As with many cult groups, though, things eventually started to unravel over concerns about children. More than 50 babies were born, without traditional medicine, in the group’s three-bedroom house (which housed over 100 souls). One baby was hospitalized for staph, capturing the attention of authorities.

Father Yod, citing apocalyptic visions, decided to relocate to paradise. Fortunately, he did not mean the afterlife. He moved to Hawaii.

His time in the islands was relatively short, however. Father Yod died in a hang gliding accident, a “spectacular death off a Hawaiian cliff,” and his sudden passing effectively signaled the end of The Source.

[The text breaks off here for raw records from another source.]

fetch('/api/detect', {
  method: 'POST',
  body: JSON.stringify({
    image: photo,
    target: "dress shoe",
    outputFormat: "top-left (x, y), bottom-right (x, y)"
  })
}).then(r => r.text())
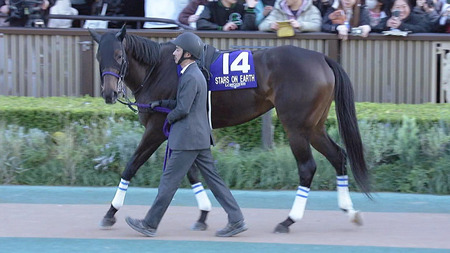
top-left (216, 220), bottom-right (248, 237)
top-left (125, 217), bottom-right (156, 237)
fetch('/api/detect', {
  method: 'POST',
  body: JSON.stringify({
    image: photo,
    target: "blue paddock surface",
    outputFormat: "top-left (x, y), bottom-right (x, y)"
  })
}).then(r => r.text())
top-left (0, 185), bottom-right (450, 214)
top-left (0, 186), bottom-right (450, 253)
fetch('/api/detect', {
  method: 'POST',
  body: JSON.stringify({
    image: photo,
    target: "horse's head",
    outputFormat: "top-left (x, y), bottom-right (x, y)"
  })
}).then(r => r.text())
top-left (89, 26), bottom-right (128, 104)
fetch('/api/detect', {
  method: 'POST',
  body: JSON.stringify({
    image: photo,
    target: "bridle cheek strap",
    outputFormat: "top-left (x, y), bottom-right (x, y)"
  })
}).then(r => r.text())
top-left (102, 71), bottom-right (120, 79)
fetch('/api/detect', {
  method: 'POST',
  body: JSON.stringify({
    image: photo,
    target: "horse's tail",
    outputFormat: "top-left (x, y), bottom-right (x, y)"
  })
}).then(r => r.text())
top-left (325, 56), bottom-right (371, 198)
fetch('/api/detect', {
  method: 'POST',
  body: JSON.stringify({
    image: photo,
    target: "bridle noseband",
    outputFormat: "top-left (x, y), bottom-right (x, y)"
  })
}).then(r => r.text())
top-left (101, 42), bottom-right (128, 97)
top-left (101, 38), bottom-right (158, 113)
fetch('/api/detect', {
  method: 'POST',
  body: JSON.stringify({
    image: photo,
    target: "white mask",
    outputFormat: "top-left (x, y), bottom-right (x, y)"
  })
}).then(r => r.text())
top-left (366, 0), bottom-right (378, 10)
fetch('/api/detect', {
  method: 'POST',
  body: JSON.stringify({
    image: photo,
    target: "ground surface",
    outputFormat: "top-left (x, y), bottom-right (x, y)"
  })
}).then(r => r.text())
top-left (0, 186), bottom-right (450, 253)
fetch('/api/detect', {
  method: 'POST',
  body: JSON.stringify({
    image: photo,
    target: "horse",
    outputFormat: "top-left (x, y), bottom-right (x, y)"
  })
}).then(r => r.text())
top-left (90, 27), bottom-right (371, 233)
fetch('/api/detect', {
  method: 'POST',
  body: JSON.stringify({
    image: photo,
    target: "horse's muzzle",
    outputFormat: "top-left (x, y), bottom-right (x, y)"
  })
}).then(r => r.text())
top-left (102, 91), bottom-right (118, 104)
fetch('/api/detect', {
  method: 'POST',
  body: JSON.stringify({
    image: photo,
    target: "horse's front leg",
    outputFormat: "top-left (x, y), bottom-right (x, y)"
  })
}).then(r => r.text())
top-left (99, 128), bottom-right (165, 229)
top-left (187, 164), bottom-right (212, 231)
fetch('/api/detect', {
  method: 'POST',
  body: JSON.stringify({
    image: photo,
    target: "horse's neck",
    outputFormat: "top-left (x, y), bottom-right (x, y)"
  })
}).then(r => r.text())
top-left (126, 56), bottom-right (178, 103)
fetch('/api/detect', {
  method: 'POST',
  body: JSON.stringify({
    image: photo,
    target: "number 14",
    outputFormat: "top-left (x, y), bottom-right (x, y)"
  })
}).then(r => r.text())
top-left (222, 51), bottom-right (250, 75)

Members drifted apart, times changed, and thus, for almost three decades, the stories of this legendary group went untold and almost forgotten.

But Father Yod’s oldest wife and the group’s historian, Isis Aquarian, has decided to break the silence with the new book. It even comes with a CD of music and interviews, and reflects a multitude of voices. Even voices of dissent.

The Times article closes, however, with the tantalizing suggestion that The Source has some life in it still, and that Isis Aquarian and her old hippie friends see a future here in Hawaii.

The gathering in Silver Lake generated a spark of hope, the chance to “continue this adventure.” Notes the Times:

Seven have bought property on the Big Island in Hawaii, with the plan to form a co-housing community, supporting themselves with a health spa and, yes, a restaurant. Given the Family’s vast scope of knowledge about nutrition and the healing arts, and even home births and deaths, both much more widely accepted today, it actually makes perfect sense. Isis said excitedly, “We could do some outrageous stuff still.”